Nearly public primary school principals lead at least one prekindergarten grade, but new research suggests training and support for integrating early-childhood and elementary education tends to be thin for administrators.
In forthcoming research, Michael Little, an assistant professor of education and public policy at North Carolina State University, surveyed a representative pool of 520 head and assistant principals in that state who administered at least one age level of pre-kindergarten in their schools. Nearly 80 percent of the principals said they considered it a “very good idea” to house preschool programs in the elementary school, and about 75 percent believed the programs should be integrated academically with other grades in the school.
However, fewer than half of the principals said they were familiar with standards for early learning in the state, and a little more than a third said they regularly included pre-K teachers in professional learning communities in their schools. About 45 percent of the principals said they only visited their schools’ pre-K programs once or twice a week.
Little found that children whose principals had taken early-childhood leadership courses as part of their preservice training had higher kindergarten math and literacy performance levels than those for students of principals who hadn’t had such training. The average student whose principal had actually taught in early-childhood education before becoming administrators had academic performance that was about 17 percentile points higher than the average for a student whose school leader didn’t have early-childhood experience.

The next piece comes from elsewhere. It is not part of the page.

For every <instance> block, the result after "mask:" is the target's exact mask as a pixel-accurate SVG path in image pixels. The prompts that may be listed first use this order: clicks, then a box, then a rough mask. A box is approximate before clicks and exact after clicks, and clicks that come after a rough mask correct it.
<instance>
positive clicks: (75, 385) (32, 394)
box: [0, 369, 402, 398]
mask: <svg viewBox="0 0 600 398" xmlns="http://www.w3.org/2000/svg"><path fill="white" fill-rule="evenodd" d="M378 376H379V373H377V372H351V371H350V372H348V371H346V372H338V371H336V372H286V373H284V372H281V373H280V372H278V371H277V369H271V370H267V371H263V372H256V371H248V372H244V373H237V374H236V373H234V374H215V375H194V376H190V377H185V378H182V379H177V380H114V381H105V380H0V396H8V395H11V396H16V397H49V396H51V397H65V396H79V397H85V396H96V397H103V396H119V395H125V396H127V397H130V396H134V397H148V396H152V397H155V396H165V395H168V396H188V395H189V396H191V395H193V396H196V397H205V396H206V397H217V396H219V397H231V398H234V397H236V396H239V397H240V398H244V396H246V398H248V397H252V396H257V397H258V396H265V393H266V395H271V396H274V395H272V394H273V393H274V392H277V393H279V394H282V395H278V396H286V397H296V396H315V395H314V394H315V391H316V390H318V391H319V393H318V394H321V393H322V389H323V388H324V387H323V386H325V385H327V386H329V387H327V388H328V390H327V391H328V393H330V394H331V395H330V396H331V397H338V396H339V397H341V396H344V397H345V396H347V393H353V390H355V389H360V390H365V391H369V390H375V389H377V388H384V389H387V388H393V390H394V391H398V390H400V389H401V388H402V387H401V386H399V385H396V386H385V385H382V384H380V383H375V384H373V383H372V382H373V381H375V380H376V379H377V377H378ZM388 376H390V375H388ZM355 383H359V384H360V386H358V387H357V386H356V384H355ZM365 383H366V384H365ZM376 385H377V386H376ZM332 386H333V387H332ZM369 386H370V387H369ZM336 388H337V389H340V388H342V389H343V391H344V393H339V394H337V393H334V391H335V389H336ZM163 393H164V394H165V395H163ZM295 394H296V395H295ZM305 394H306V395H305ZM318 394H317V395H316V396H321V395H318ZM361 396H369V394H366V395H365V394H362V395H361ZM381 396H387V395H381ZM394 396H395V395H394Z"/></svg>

However, Little found in prior research that only 5 percent of principal-preparation programs require a course on early-childhood education, and only 20 percent even covered the subject in other courses.

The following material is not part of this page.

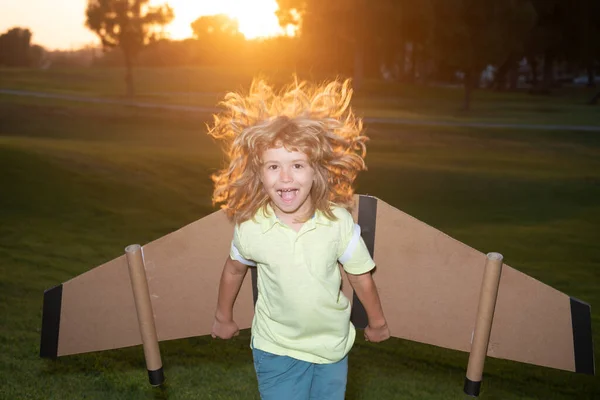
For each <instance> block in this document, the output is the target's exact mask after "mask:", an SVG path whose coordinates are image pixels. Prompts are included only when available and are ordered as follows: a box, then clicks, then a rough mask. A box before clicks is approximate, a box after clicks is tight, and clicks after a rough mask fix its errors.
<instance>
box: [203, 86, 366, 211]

“That’s a big problem,” he said.
“When that [pre-K] program is located in an elementary school building, the principal can shape the conditions, what that program looks like, how it falls on the academic versus developmental debate,” Little said. “They can also set conditions for vertical alignment. And so principals do have a role to play in shaping pre-K effectiveness.”
Principal leadership has become particularly urgent since the pandemic, according to Gracie Branch, the associate executive director for professional learning at the National Association of Elementary School Principals. Pandemic disruptions have led to both lower school readiness for incoming preschool and kindergarten students and slower academic progress for students in older grades, which has put more pressure on principals to increase academic interventions.

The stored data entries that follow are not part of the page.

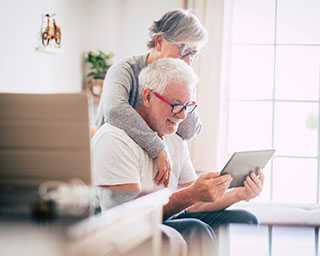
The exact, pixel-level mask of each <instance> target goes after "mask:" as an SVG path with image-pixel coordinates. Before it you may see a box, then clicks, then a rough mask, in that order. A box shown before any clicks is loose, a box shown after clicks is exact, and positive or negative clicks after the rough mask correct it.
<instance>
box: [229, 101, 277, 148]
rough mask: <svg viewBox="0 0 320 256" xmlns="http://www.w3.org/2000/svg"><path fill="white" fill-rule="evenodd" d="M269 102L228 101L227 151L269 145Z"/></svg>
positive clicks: (259, 147)
mask: <svg viewBox="0 0 320 256" xmlns="http://www.w3.org/2000/svg"><path fill="white" fill-rule="evenodd" d="M271 107H272V105H271V103H270V102H230V109H229V111H230V112H229V152H234V151H241V150H254V149H265V148H270V147H271V128H272V122H271V120H272V119H271V114H272V108H271Z"/></svg>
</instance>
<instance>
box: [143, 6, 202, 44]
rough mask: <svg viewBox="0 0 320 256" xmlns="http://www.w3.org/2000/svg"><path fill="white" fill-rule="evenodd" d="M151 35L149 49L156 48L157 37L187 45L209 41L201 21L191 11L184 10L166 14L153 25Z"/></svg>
mask: <svg viewBox="0 0 320 256" xmlns="http://www.w3.org/2000/svg"><path fill="white" fill-rule="evenodd" d="M149 34H150V37H151V39H150V40H149V41H148V42H147V46H148V48H149V49H151V48H154V47H155V37H156V35H162V36H163V37H164V38H165V39H166V40H167V41H169V42H175V43H180V44H186V45H195V44H198V43H202V44H205V43H206V42H207V40H208V32H207V30H206V29H205V28H204V27H203V25H202V24H201V22H200V20H199V19H198V18H197V17H196V16H195V15H194V14H192V13H191V11H190V10H183V9H177V10H172V11H168V12H166V13H165V14H164V15H163V16H162V17H161V18H160V19H159V20H157V21H154V22H153V23H152V25H151V27H150V28H149Z"/></svg>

“Content is critically important and we know that, but we really want to make sure we incorporate the art and play, because that’s such a big part of early childhood,” Branch said. “When you think of early childhood, you want it to be fun and joyful and uplifting.”
Principals who have had experience as early-childhood educators, Little noted, are more likely to support play-based learning and other developmentally appropriate practices in early grades, as opposed to using worksheets or other didactic teaching approaches.
And more child-friendly practices in early grades can boost academic gains. For example, in a separate previewed at a recent meeting last month of the Society for Research in Education Effectiveness, University of Virginia researchers observed more than 1,500 mostly low-income students across 117 pre-K classrooms and 289 kindergarten classrooms. They found 63 percent of the children experienced significantly more direct instruction in literacy and 76 percent more math instruction in kindergarten compared to pre-K. But 60 percent of students also had significantly fewer individual interactions with their teachers than they did the year before, and the drop in one-on-one teacher-student interactions was associated with lower performance in letter-word identification, applied math problems, and math concept understanding in kindergarten.
Boston public schools, in contrast, developed a vertically aligned curriculum for its elementary schools by starting with skills needed at the preschool grades and building upon that foundation at each of the next highergrades. “They didn’t say, ‘I’m gonna use my math and reading 3rd grade test scores as the base and work my way backwards,’” Little said. “And they’re showing some compelling results. Principals are key in determining whether joining [pre-K to elementary grades] is a positive thing.”